No, it won’t be the canary yellow again

Discussing Australia is quite simple as we’ve seen a lot of Australia of late. Even the most ardent fan would find it irritating following Pakistan cricket and understanding team selections and strategies. I thought Asif and Aameer were here to stay for a long time and along with Gul, would provide the meal the game starved of quality fast bowling needed. They went in a jiffy.  The Australian system always advocates good planning and grooming of specific players for specific roles. The system has been on serious examination of late. Batting wise, I should say Australia have delivered brilliant products for the future. Surprisingly on the bowling front, things look bleak.


Shane Watson has been a constant among the several passersby since his return from injury. He’s returned big, fit and looks mentally strong and determined. He’s held the batting almost single handedly over the last many months. His bowling has been scarce but he’s making sure he doesn’t encounter another jiggle now. Over a period of time, he’s kept Shaun Marsh out of the one day squad with his consistency. Both Watson and Haddin are makeshift openers but this is easily Australia’s best available combination. Haddin has played some brilliant one day cricket in India and he could make a big impact again. I doubt if Australia needed the second wicketkeeper in Tim Paine although I am mighty impressed with both his batting and keeping. In seaming and bowler friendly conditions, he’ll be more composed than Haddin. I’ll mark him as Australia’s next long time test keeper. Considering his batting abilities and his recent performance and the fact that he’ll be the backup to Haddin, I am fine with it. David Warner was the other opener Australia used post Hayden-Gilchrist but Watson-Haddin is a pretty stable pair.


Three will be Ricky Ponting. The man looks hungry and is getting some good starts. Australia would be hoping he’ll be able to make some dominating hundreds.  Micheal Clarke was in very patchy form not long ago but he’s completely out of it. He looks like playing a long knock every single time. Fast bowling will be fodder to him. Bowling groups should take the attack to him with spin. And then there is a deep hole there. Micheal Hussey!! The rules do not permit him to be part of the squad again. His brother David is good enough for 20 over games but he’s such a weak link for the longer format. Do go through these two pieces.

Cameron White has come a long way in the last three seasons. Authority is what is evident in his batting these days. If Mike Hussey was playing, he would have batted at 6. He’s got a well earned promotion now, at 5. For No.6, Adam Voges and even Shaun Marsh were contenders but the way Callum Fergusson has performed in each of the games that he’s got, he’s grabbed that spot for himself.
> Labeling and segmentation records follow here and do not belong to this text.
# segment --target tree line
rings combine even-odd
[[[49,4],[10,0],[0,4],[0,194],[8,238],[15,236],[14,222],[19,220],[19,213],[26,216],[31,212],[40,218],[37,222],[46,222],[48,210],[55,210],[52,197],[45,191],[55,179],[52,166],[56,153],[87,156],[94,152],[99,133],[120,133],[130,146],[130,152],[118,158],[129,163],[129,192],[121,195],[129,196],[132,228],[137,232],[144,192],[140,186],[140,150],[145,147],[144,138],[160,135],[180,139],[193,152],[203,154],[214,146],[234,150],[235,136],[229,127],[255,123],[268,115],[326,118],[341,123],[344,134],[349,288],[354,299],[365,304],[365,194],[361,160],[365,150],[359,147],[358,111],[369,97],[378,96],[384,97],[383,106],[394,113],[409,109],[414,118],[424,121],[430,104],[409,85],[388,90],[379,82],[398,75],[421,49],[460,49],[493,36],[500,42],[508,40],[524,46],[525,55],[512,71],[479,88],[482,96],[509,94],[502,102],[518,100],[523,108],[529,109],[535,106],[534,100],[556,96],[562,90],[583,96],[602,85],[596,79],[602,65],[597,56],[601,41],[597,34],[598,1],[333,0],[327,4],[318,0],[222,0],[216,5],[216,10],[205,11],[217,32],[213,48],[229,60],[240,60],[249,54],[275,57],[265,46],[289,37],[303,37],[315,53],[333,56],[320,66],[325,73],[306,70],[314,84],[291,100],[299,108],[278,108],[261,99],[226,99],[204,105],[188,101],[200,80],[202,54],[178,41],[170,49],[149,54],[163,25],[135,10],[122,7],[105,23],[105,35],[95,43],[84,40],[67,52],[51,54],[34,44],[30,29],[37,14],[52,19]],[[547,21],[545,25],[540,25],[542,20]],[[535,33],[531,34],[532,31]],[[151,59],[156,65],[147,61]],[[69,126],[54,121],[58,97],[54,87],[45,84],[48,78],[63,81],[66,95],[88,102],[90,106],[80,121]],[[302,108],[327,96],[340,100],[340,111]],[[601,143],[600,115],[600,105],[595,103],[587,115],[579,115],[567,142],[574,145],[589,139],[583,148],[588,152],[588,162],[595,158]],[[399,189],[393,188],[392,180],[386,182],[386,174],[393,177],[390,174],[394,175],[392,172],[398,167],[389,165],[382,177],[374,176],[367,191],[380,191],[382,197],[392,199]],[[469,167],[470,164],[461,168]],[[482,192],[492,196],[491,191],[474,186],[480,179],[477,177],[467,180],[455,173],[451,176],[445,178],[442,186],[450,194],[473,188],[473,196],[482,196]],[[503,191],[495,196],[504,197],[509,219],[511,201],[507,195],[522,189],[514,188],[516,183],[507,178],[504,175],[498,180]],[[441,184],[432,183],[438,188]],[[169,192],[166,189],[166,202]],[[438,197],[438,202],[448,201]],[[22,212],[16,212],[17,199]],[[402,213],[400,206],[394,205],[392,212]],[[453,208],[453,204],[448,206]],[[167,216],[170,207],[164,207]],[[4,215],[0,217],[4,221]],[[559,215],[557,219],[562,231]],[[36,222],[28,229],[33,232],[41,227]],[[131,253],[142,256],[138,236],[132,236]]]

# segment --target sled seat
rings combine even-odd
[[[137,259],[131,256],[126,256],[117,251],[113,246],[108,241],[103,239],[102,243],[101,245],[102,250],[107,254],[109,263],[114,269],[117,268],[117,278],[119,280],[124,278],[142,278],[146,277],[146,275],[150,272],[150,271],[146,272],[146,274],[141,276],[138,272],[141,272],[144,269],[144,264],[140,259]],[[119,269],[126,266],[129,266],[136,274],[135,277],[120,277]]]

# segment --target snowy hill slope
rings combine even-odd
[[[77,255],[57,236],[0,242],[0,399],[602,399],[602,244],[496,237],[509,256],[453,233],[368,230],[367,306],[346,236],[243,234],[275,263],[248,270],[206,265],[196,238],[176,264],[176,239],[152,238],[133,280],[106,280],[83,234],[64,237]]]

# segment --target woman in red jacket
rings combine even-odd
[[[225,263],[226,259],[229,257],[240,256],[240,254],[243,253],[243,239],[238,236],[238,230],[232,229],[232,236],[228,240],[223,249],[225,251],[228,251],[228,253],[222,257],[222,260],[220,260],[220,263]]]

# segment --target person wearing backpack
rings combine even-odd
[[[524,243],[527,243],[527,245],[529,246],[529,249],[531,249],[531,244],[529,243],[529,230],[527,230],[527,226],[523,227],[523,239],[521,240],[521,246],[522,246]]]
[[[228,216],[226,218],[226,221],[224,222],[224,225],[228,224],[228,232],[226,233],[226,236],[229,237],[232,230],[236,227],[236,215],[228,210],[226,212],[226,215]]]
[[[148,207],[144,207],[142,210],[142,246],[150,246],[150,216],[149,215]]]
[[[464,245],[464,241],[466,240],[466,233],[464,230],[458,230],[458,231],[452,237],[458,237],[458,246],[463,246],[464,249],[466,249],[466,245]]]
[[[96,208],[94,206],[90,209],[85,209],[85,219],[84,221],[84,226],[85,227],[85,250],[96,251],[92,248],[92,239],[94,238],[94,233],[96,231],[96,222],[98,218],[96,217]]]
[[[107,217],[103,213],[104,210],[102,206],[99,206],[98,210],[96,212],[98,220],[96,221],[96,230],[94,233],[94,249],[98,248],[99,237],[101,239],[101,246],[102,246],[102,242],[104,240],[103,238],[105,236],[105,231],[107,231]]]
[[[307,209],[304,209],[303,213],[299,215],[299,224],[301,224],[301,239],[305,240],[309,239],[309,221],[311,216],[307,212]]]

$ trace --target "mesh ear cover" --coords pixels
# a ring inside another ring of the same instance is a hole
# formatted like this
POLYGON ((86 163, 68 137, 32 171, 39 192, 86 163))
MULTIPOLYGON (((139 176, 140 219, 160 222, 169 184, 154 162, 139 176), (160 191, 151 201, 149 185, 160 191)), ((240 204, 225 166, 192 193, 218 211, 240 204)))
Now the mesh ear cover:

He’ll be playing in his own cool hut there and settle a lot of nerves whether it is batting first, or chasing. If David Hussey and Steve Smith are going to follow White, those will be two weak links good oppositions will easily exploit. David Hussey may get twenty quick runs but he does not have the technique to both survive and score for long periods here in India. I am sure he’ll be exposed sooner than later. Smith is getting to play for Australia mainly because the continent is facing severe scarcity of spinners. His unorthodox hitting won’t fetch consistent returns for his team. Australia would have been better off with someone like James Hopes.

Again this is another team with a lot to ponder about at numbers 5 to 7. Micheal Hussey, Callum Fergusson and Cameron White look the strongest to me. This will mean White is the sixth bowling option assuming Clarke doesn’t bowl with his weak back. Watson will be the fifth bowler. If you want to strengthen the sixth bowling option lessening Watson’s burden, substitute Fergusson with Hopes. Hastings is the man they’ve preferred now. I don’t know if Hopes is out with injury. But my point is that if you have better medium pacers, play them instead of playing inferior spinners just because it’s the sub continent. Weaker spinners in the subcontinent will go for far more runs than Hopes or Hastings. David Hussey just cannot be playing international one day cricket, leave alone the World Cup for Australia.


Injuries more or less decide who gets to play in the bowling department. Brett Lee is still as competitive as ever. I saw Charles Coventry slice him for a six over point and he came back with all vigour to bowl good tight short pitched stuff, troubled him all the way before getting him. Lee, Hilfenhaus, Ryan Harris and Doherty should have been the first choice line up. For all the work Hauritz had done in the chances he got, he surely didn’t deserve an injury.

Jason Krejza is extremely fortunate to be playing and let’s see how things pan out for him. Tait is as dependable as Sreesanth. They played him ahead of Bollinger in the last game. Bollinger is a much safer bet and should accompany Lee and Johnson. Johnson displayed a much slower run up to the crease in the game against Zimbabwe. That was perhaps to try and bowl as straight as possible but the man still delivered wides the way he always does. As long as he’s doing that, no opposition will consider him a threat. With Siddle, Harris and Hilfenhaus missing, it’s a big blow. With what they have got, David Hussey, Tim Paine, Shaun Tait and John Hastings should sit out.

Australia will have England or West Indies in the quarters. If it’s England, they are the favourites. If it’s West Indies, it’ll be a tough game. There is going to be serious trouble either there or in the round of the last four.